La catedral de León es fría porque en su interior mora la Diosa del Invierno. Su respiración de niebla y escarcha congela los muros y los pilares, y sus vidrieras suenan con el tintineo malva del afrecho helado. Los habitantes de la villa creen que la catedral está maldita y que en sus catacumbas vive un enorme topo y por eso se cae. No son capaces de escuchar el latido glacial de la Diosa. Para calmar la ira subterránea del topo, sacrifican la infancia de los niños en tardes de vaho y estufa.

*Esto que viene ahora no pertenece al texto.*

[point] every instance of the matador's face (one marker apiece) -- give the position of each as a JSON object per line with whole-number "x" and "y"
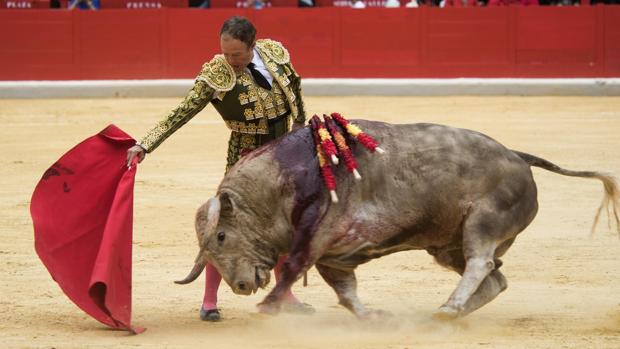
{"x": 237, "y": 53}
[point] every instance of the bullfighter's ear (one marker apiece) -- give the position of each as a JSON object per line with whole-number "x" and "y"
{"x": 226, "y": 202}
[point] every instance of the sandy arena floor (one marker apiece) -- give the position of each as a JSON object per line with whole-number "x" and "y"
{"x": 563, "y": 284}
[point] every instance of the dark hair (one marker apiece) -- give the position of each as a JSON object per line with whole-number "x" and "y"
{"x": 239, "y": 28}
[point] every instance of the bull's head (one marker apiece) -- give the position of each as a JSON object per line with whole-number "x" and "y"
{"x": 227, "y": 237}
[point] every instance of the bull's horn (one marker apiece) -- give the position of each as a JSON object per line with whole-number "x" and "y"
{"x": 193, "y": 275}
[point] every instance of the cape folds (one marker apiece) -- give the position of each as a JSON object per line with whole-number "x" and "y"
{"x": 82, "y": 211}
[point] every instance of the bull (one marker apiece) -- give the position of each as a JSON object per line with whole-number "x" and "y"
{"x": 458, "y": 194}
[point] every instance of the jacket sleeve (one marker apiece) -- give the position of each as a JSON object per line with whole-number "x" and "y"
{"x": 296, "y": 87}
{"x": 197, "y": 98}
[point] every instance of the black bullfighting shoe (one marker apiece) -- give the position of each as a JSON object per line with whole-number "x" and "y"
{"x": 212, "y": 315}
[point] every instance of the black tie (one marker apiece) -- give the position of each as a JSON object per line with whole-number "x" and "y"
{"x": 258, "y": 77}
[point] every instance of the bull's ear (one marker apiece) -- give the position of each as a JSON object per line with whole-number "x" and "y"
{"x": 226, "y": 202}
{"x": 207, "y": 218}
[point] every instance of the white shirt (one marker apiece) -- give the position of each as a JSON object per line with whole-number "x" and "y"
{"x": 260, "y": 66}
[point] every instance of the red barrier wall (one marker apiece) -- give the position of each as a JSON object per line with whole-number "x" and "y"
{"x": 324, "y": 42}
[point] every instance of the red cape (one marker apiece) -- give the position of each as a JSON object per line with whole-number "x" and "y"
{"x": 82, "y": 210}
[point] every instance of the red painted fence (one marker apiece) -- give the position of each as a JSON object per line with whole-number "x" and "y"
{"x": 324, "y": 42}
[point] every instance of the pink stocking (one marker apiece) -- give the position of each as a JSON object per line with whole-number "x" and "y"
{"x": 212, "y": 283}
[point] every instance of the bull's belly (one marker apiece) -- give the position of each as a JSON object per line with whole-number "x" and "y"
{"x": 361, "y": 251}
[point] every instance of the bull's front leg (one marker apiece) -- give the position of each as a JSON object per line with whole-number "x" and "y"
{"x": 345, "y": 285}
{"x": 292, "y": 269}
{"x": 304, "y": 253}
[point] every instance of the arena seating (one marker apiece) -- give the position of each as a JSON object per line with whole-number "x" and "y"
{"x": 24, "y": 4}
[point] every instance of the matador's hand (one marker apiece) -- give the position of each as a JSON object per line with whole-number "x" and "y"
{"x": 134, "y": 151}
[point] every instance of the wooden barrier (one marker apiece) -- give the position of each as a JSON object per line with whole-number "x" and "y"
{"x": 324, "y": 42}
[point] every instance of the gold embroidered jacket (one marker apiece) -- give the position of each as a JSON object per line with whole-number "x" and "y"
{"x": 244, "y": 106}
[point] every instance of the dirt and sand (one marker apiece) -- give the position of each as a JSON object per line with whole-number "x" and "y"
{"x": 564, "y": 286}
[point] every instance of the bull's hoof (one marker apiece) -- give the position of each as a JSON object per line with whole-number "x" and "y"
{"x": 212, "y": 315}
{"x": 446, "y": 313}
{"x": 268, "y": 308}
{"x": 298, "y": 308}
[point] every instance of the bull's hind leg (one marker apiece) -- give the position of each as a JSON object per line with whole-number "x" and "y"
{"x": 486, "y": 236}
{"x": 344, "y": 284}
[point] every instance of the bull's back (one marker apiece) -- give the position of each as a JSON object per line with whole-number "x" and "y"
{"x": 417, "y": 193}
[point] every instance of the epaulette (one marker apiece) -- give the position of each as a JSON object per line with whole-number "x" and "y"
{"x": 218, "y": 74}
{"x": 274, "y": 50}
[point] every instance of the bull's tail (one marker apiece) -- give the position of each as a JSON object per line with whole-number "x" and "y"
{"x": 611, "y": 200}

Sepultan sus miradas curiosas en valores estrictos y sus juegos salvajes en silencios blancos.

Los niños de León aprendemos antes a dibujar pórticos góticos que a mostrar nuestros sentimientos. La última gárgola ha caído esta mañana. Por suerte, no ha matado a nadie. Y tampoco nadie la ha llorado.

El director del colegio nos lleva de excursión para ver sus restos. Cree que en la caída de la piedra hay escondida una lección arcana. Nos invita a coger un trozo cada uno. Yo tomo un colmillo y me lo ato al cuello. Poco a poco, esa piedra irá germinando en la piel y le crecerán raíces negras y retorcidas que cubrirán mi pecho.

Será una semilla de la Diosa, para que no olvide nunca su aliento gélido.